第7話 さらなる奇跡
歩いているとき、私はアルスに声をかけた。
「そうだ。村人達に声を掛けに行くついでに、ちょっとこの村の広場まで案内してくれない?どんな感じの村か、知っておこうかと思って。」
「わかりました。こっちです!」
彼に案内されるがまま、ついて行くとやがてこの村の広場に着いたが何だか様子がおかしかった。人集りが出来ていたのだ。
「何だか、様子が変よ?何でか分かる?」
「ううん、さあ?今日は何もなかったはずだけど…ちょっと聞いてくるね。」
そう言うと、たたたたっと人集りまで走って行った。そして、焦った声が聞こえてくると思ったら、血相を変えた顔で踵を返して戻ってきた。
「……ソナスさん!大変なんだ!村の外に狩りに出ていた人達の一人が魔物に襲われたらしくて大怪我なんだ!ソナスさんなら治せる?!」
「少し落ち着いて。まあ、直せるよ。直ぐなら死んででもね。さあ、行きましょう?早いほうがいいし。」
私はアルスと一緒にその怪我をした人に近づく。やがてその怪我をした人が見えてきたのだが…酷いものだった。足は無くなり、腹はぐちゃぐちゃになっていた。生きているのもやっとだった。
「さあ、始めるね。」
律歌を響かせる。アルスのお母さんにしたのとは違うもの。アレは病気を治すものだったが、これは外傷を治すもの。その中でもこれは最上位に位置するものだった。
「すごい…」
周りを囲んでいた村人の誰ががそう零した。一人、また一人と膝をついていく。そして、村人の身体が完全に治った時、立っているのは私と、私の横に居たアルスだけだった。
「あの…」
膝をついている村人達の奥から一人、老けた男性が歩み寄ってきた。
「村長だよ。」
横にいたアルスが私に、そう教えてくれた。
へぇ、この人が村長か。ここからが大事。
「はじめまして、村長。私はソナスと言います。どうぞ、お見知り置きを。」
「は、はあ。ご丁寧にどうも。儂はこの村の村長。この村の村人を救ってくれてありがとうございます。」
そう言いながら深々とお辞儀したあと、私に質問をしてきた。
「失礼じゃが、何処からここに?何の用で来たのだろうか。見たところここらの人じゃないようだし…」
「ああ。私はあの遠い山の方から来ました。この近くの森でアルスと会って。お母さんを治療して、この村に滞在したく思っていたところで、この騒ぎで。」
「おお!そうでしたか。それなら空き家があります。それを使ってはどうでしょうか?」
「あら、いいんですか?それならお言葉に甘えて。あ、自分で改造をしてもいいんですか?」
「どうぞどうぞ!お好きになさってください。貴女には村人の命を助けて貰いましたからなぁ!」
それだけじゃないな。薄っすらだが、信仰が生まれている。ふふふ。どうやら上手くいってるなぁ。
「では、案内して貰ってもよろしいですか?」
「勿論です!ささ、こっちですじゃ。」
村長について行くと、そこは村の外れに近い小高い丘の上の比較的大きめの家が建っていた。
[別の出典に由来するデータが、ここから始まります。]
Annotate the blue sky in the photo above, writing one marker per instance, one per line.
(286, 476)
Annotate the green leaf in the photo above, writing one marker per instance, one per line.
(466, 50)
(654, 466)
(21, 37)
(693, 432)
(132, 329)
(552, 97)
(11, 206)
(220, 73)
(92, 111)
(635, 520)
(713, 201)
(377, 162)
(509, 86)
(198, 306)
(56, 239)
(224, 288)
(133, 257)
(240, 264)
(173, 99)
「ここには三年ほど前まで人が住んでいたのですがのぉ、引っ越してしまったのですじゃ。この村に通っている街道をずっと行くと都市がありましてな、そこにじゃな。ああ、これが鍵です。それでは。」
村長を見送った後、家の中に入った。
「図らずしも、拠点も手に入ったし、ここから信仰を広げていく。とりあえず今日はゆっくり休もう。」
久しぶりのベッド。私はあっという間に夢の中へと行ってしまったのだった。